Elle repose sur la confiscation d’un bien commun, la monnaie au profit du couple Banques/ Etats. Le prix central de tout le système économique, celui autour duquel tout s’ordonne est fixé par ce couple qui détient le robinet de la quantité de monnaie, la valeur du futur,la préférence pour le présent , le taux d’intéret est imposé, manipulé par ce couple. Les marchés changent de nature, au lieu d’ètre espaces de libertés ou s’expriment les préférences individuelles, ils deviennent lieu de transmission des volontés , des politiques du couple Banques/Gouvernements , lieu d’exploitation des épargnants et de leur crédulité. Les Banques leur transfèrent les risques en gardant les bénéfices , subventionnant ainsi les Etats. Les instruments de cette exploitation étant les Hedge Funds, les Proprietary Trading avec la panoplie des attrappes gogos des dérivés.

L’indépendance des Banques Centrales face aux Etats est un mythe .

Jamais la solidarité concrète de ce couple n’a été aussi forte.Ils se tiennent par la barbichette, on le voit chaque jour . Mais il fallait créer cette fiction pour masquer la réalité du système, pour le voiler. Ce sont les emprunts d’état qui constituent la pierre angulaire du système , c’est sur eux que repose l’autre mythe du risque zero, c’est sur lui que s’articule tout le refinancement des Banques, les repos, le leverage quasi sans limite. Si il n’y avait pas le mythe du risque zero attaché aux emprunts d’etat et singulièrement à ceux des USA et de l’Allemagne , le système s’écroulerait. Jamais la dépendance des Banques Centrales, des Banques et des Gouvernements n’a été aussi étroite.
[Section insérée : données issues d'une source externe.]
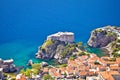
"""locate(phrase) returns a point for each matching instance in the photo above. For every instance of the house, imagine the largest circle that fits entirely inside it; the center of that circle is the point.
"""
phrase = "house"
(67, 37)
(109, 75)
(83, 74)
(20, 77)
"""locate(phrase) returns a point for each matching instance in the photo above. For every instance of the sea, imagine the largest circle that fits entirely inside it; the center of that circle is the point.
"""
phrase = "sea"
(25, 24)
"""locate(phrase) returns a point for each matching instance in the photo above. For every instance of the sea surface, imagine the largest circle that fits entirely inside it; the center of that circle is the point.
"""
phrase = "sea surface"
(25, 24)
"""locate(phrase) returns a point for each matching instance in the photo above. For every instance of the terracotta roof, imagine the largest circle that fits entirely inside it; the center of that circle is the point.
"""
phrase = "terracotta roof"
(91, 73)
(45, 70)
(107, 75)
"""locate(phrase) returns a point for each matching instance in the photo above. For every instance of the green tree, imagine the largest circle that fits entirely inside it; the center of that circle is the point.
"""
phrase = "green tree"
(79, 44)
(48, 77)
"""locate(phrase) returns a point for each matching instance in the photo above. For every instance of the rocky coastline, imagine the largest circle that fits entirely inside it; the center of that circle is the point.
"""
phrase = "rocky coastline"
(69, 55)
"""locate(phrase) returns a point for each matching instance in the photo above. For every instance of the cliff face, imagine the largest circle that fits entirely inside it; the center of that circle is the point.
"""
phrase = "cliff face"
(49, 49)
(101, 37)
(59, 50)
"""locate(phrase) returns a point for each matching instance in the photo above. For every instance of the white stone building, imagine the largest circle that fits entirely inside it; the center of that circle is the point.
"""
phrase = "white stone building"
(62, 36)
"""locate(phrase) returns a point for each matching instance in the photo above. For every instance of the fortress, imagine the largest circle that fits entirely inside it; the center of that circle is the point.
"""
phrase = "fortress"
(62, 36)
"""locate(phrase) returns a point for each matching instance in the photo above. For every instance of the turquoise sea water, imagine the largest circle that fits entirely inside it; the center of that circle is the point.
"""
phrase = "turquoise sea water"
(24, 24)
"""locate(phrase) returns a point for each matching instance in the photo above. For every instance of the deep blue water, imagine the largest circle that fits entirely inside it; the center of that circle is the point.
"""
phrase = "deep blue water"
(24, 24)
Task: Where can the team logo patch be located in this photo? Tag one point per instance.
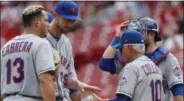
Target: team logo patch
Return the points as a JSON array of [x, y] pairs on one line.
[[123, 80], [177, 71]]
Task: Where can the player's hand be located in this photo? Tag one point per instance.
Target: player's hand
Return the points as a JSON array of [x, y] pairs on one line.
[[85, 87], [120, 28]]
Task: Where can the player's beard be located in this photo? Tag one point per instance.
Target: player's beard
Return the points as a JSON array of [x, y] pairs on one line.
[[62, 29]]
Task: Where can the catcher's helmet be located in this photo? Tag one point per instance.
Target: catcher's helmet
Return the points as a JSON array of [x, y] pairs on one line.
[[150, 25]]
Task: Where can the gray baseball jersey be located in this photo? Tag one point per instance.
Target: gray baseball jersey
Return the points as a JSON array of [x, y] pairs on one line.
[[141, 80], [23, 59], [64, 47], [172, 74]]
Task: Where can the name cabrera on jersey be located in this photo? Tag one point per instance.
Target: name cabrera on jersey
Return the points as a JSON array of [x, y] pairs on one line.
[[23, 59], [141, 80], [64, 47]]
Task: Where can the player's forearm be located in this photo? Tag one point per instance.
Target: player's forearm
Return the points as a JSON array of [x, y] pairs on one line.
[[178, 98], [110, 52], [47, 88], [76, 96]]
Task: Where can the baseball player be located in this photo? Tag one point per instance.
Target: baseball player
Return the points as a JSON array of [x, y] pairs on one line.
[[140, 79], [172, 73], [65, 16], [27, 62]]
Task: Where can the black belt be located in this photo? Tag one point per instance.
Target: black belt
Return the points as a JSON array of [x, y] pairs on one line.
[[34, 97], [14, 94]]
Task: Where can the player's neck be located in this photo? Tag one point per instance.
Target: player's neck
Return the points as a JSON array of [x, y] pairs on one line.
[[31, 31], [151, 47], [54, 31], [135, 56]]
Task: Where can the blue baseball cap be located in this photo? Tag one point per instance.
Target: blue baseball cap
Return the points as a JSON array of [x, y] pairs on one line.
[[68, 10], [130, 37], [50, 17]]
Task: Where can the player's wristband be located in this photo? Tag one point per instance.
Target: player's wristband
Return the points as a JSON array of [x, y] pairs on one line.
[[115, 41], [73, 90]]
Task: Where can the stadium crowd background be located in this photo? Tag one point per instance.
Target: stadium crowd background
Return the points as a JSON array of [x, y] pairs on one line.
[[91, 37]]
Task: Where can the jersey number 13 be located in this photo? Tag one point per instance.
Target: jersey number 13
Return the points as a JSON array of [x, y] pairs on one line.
[[18, 63]]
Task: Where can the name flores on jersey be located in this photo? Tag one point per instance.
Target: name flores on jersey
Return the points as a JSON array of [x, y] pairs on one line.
[[17, 47], [150, 69]]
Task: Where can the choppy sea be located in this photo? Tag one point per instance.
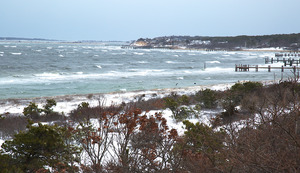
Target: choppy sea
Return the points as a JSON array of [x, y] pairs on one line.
[[37, 69]]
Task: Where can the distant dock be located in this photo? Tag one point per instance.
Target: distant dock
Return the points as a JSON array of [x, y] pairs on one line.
[[288, 61], [241, 67]]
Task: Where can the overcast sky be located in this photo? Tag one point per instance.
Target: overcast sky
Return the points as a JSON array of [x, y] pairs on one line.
[[131, 19]]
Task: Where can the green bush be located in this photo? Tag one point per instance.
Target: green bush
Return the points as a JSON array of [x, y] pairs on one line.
[[32, 111], [39, 147], [175, 105], [208, 98]]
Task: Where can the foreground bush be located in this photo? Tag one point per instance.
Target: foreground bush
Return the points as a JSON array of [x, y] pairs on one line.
[[39, 148]]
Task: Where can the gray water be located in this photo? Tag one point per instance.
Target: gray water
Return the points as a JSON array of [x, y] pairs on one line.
[[29, 69]]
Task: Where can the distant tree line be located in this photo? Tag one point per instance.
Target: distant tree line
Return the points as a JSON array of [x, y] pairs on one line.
[[287, 41], [257, 129]]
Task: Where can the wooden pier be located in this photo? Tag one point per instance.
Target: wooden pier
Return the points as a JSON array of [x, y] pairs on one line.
[[241, 67], [289, 61], [292, 54]]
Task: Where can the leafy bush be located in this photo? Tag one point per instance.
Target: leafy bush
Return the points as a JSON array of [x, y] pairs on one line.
[[41, 146], [32, 111], [208, 98], [174, 103]]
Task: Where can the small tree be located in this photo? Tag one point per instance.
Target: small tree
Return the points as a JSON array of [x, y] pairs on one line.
[[48, 107]]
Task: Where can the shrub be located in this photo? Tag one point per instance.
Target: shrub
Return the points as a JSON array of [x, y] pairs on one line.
[[32, 111], [208, 98], [175, 105], [41, 146]]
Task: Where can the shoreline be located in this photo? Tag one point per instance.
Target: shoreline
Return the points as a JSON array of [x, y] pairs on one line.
[[67, 103]]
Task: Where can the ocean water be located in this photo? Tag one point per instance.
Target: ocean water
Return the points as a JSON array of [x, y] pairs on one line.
[[31, 69]]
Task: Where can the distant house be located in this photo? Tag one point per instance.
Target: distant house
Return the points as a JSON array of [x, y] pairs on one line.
[[140, 43]]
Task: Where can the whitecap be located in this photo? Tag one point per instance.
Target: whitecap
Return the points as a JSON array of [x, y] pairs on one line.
[[142, 62], [187, 71], [16, 53], [46, 74], [170, 62], [123, 89], [138, 53], [213, 62], [80, 72]]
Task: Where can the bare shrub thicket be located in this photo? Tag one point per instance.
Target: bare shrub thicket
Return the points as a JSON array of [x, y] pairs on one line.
[[126, 142], [270, 141]]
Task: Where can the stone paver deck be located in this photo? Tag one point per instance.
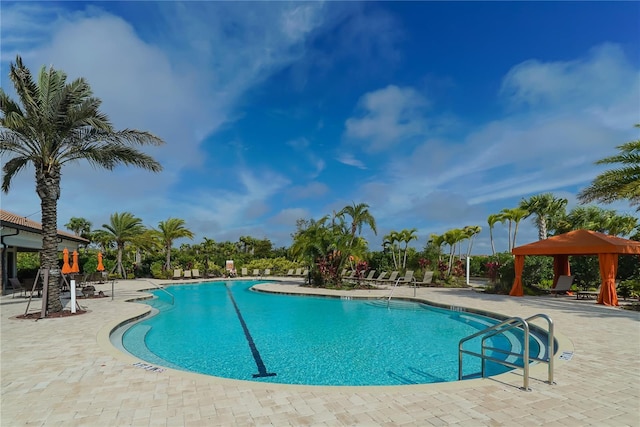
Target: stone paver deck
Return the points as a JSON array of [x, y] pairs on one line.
[[65, 372]]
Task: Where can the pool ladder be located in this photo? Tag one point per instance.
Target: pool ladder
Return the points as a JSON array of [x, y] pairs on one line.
[[504, 326]]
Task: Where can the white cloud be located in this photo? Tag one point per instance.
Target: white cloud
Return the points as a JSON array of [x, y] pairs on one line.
[[312, 190], [387, 116], [350, 160]]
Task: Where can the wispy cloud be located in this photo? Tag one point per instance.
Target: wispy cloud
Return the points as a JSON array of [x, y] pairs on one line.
[[387, 117]]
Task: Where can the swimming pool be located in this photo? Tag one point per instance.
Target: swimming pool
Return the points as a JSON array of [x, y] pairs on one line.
[[227, 330]]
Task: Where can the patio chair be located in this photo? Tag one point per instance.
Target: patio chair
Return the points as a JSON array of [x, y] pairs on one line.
[[369, 277], [380, 278], [427, 279], [14, 286], [562, 286], [407, 279], [392, 278]]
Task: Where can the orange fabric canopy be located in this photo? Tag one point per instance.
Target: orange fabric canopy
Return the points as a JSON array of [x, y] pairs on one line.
[[579, 242]]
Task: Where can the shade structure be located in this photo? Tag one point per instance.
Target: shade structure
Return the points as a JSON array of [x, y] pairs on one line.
[[66, 268], [75, 268], [100, 266], [579, 242]]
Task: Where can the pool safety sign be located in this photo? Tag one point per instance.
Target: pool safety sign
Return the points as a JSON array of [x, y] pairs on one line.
[[566, 355]]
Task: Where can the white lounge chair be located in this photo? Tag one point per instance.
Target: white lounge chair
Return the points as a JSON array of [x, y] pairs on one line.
[[427, 279]]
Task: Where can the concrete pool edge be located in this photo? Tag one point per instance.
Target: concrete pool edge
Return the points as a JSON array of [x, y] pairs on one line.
[[537, 371]]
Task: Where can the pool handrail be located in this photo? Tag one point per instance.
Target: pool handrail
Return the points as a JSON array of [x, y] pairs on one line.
[[505, 325]]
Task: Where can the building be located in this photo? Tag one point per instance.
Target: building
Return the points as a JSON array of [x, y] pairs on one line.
[[20, 234]]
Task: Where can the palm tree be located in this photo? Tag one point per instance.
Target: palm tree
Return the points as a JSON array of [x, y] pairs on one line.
[[389, 241], [123, 229], [170, 230], [471, 231], [452, 238], [405, 236], [52, 124], [360, 215], [492, 220], [620, 183], [514, 216], [545, 207], [437, 240]]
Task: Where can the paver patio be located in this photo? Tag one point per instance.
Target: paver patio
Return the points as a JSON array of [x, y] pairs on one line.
[[65, 372]]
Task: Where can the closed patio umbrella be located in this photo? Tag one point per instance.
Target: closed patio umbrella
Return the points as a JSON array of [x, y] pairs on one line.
[[66, 268], [75, 268], [100, 266]]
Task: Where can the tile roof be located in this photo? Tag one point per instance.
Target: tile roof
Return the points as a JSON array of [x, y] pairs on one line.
[[10, 218]]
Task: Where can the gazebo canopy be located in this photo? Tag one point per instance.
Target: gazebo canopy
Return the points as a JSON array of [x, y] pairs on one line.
[[579, 242]]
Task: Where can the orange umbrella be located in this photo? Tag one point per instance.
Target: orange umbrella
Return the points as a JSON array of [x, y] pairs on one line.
[[100, 266], [66, 268], [76, 266]]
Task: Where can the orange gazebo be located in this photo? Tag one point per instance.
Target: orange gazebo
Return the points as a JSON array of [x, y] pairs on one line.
[[578, 242]]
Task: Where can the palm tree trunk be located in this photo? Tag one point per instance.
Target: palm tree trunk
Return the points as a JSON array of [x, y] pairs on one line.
[[48, 188]]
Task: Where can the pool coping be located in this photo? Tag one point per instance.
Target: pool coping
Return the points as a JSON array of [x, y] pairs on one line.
[[538, 372]]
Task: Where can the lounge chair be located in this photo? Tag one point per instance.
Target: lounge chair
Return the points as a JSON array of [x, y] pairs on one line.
[[563, 285], [369, 277], [380, 278], [407, 279], [392, 278], [15, 286], [427, 279]]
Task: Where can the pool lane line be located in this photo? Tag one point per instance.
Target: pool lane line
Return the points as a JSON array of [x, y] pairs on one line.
[[262, 370]]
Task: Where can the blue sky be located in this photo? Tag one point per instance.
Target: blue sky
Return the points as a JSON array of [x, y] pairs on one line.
[[436, 114]]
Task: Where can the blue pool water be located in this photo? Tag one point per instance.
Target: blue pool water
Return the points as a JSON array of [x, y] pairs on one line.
[[227, 330]]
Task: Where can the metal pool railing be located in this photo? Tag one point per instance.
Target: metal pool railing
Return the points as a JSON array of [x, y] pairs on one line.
[[504, 326]]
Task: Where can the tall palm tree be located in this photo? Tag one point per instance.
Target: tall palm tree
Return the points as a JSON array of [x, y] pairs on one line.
[[492, 220], [471, 231], [452, 238], [360, 216], [406, 236], [52, 124], [123, 228], [514, 216], [170, 230], [545, 207], [390, 241], [437, 240], [517, 215], [622, 183]]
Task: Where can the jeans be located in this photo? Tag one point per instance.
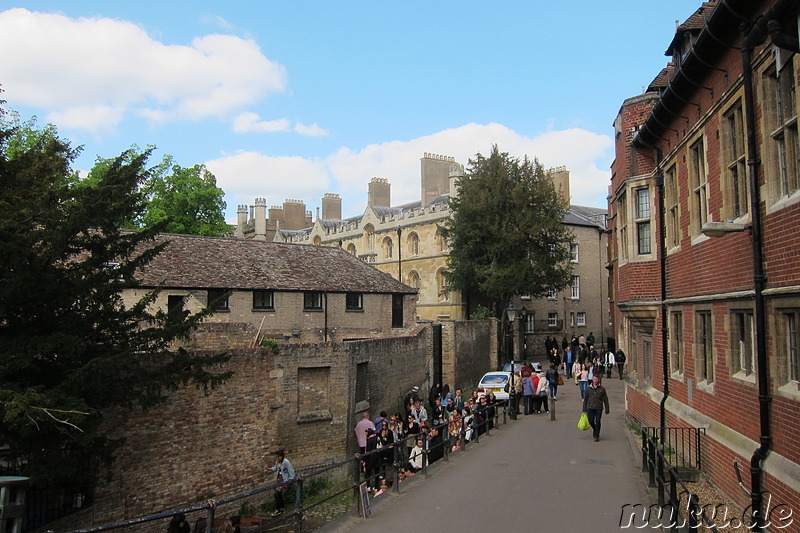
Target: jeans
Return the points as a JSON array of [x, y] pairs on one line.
[[594, 420]]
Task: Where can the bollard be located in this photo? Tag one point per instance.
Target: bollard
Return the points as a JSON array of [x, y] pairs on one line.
[[12, 503]]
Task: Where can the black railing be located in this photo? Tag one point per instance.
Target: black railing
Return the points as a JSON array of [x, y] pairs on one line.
[[349, 477], [682, 505]]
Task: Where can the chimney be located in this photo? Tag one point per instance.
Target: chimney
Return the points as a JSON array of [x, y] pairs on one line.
[[560, 178], [261, 219], [331, 207], [379, 193], [435, 171]]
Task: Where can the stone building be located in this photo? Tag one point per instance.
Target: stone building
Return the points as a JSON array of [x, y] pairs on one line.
[[704, 210], [404, 241], [267, 289]]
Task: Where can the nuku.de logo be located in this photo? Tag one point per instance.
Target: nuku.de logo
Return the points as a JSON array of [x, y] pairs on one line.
[[639, 516]]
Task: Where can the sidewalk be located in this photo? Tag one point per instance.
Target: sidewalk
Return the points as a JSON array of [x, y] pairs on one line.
[[532, 474]]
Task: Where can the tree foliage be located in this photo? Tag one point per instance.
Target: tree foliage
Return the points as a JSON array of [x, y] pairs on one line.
[[506, 235], [186, 200], [69, 346]]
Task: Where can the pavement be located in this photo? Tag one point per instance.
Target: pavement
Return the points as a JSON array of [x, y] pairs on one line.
[[532, 474]]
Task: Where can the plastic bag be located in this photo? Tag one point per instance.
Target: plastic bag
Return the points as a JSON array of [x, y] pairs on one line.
[[583, 422]]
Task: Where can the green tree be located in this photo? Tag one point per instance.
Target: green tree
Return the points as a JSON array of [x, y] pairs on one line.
[[506, 235], [70, 347], [186, 200]]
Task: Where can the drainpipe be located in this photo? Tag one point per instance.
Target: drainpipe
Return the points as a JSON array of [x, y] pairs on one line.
[[764, 398], [662, 253]]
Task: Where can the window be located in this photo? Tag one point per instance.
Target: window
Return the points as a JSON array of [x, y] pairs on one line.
[[441, 284], [742, 347], [219, 299], [643, 221], [397, 310], [174, 307], [672, 206], [312, 301], [790, 345], [576, 287], [354, 301], [647, 358], [733, 156], [263, 300], [622, 225], [369, 235], [698, 184], [676, 359], [704, 354], [782, 113], [413, 244]]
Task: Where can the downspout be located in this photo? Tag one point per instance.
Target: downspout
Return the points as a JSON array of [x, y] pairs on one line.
[[764, 398], [662, 253]]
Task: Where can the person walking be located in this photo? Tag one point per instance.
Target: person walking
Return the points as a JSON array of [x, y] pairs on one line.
[[285, 472], [619, 359], [594, 400]]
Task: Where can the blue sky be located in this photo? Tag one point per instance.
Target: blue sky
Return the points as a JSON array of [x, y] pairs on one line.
[[290, 100]]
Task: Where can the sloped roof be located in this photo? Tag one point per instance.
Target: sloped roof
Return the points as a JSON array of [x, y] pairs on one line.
[[191, 261]]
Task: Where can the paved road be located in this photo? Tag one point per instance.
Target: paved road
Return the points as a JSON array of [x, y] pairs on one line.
[[530, 475]]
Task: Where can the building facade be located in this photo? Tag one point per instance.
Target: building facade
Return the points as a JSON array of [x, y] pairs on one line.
[[279, 291], [704, 212]]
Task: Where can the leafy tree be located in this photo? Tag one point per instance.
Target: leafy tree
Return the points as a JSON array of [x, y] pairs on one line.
[[187, 200], [506, 235], [70, 348]]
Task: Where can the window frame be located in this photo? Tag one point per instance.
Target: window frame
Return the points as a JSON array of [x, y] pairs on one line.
[[312, 301]]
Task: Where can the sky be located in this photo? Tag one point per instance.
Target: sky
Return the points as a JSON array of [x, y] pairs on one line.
[[292, 100]]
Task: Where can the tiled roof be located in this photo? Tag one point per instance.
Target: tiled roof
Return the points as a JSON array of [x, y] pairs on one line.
[[229, 263]]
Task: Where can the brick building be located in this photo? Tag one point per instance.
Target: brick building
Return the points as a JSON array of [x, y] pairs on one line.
[[289, 293], [704, 210]]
On le voit, démonstration de laboratoire dans la situation espagnole ces derniers jours. on perçoit aussi à la faveur des crises en cours que la vraie limite au système issu de la dérégulation , limite à la financiarisation c’est la limite de l’endettement des Souverains.

La dérégulation, la Classe kleptocratique , la capture des Etats.

Ce n’est pas un hasard si, juste avant le début de la grande crise de 2007/2008/2009/2010/2011/2012 et des années à venir, le secteur financier représentait le secteur vedette des bourses, et s’octroyait jusqu’à 40% des profits d’un pays comme les Etats-Unis. Evaluation restrictive qui n’inclut pas les  traces  de kleptocratie enfouies dans des firmes non financières.

 Une classe kleptocratique s’est ainsi formée, basée sur l’exploitation d’un bien commun, la monnaie,  à son profit. Avec la complicité des Banques Centrales que, pratiquement, elles contrôlent et la connivence des Gouvernements qui dépendent d’elles pour se financer.

La crise a démasqué la kleptocratie et ses complices. On a vu les bailout, c’est à dire le sauvetage des Banques sur le dos des contribuables, les taux d’intérêt nuls qui spolient les épargnants, le transfert des risques des Banques sur les Trésors Publics, sur les Banques Centrales, sur les Institutions de prévoyance, etc. Les bénéfices sont restés aux kleptocrates, les pertes ont été, sont, et vont encore plus être socialisées, payées par les citoyens.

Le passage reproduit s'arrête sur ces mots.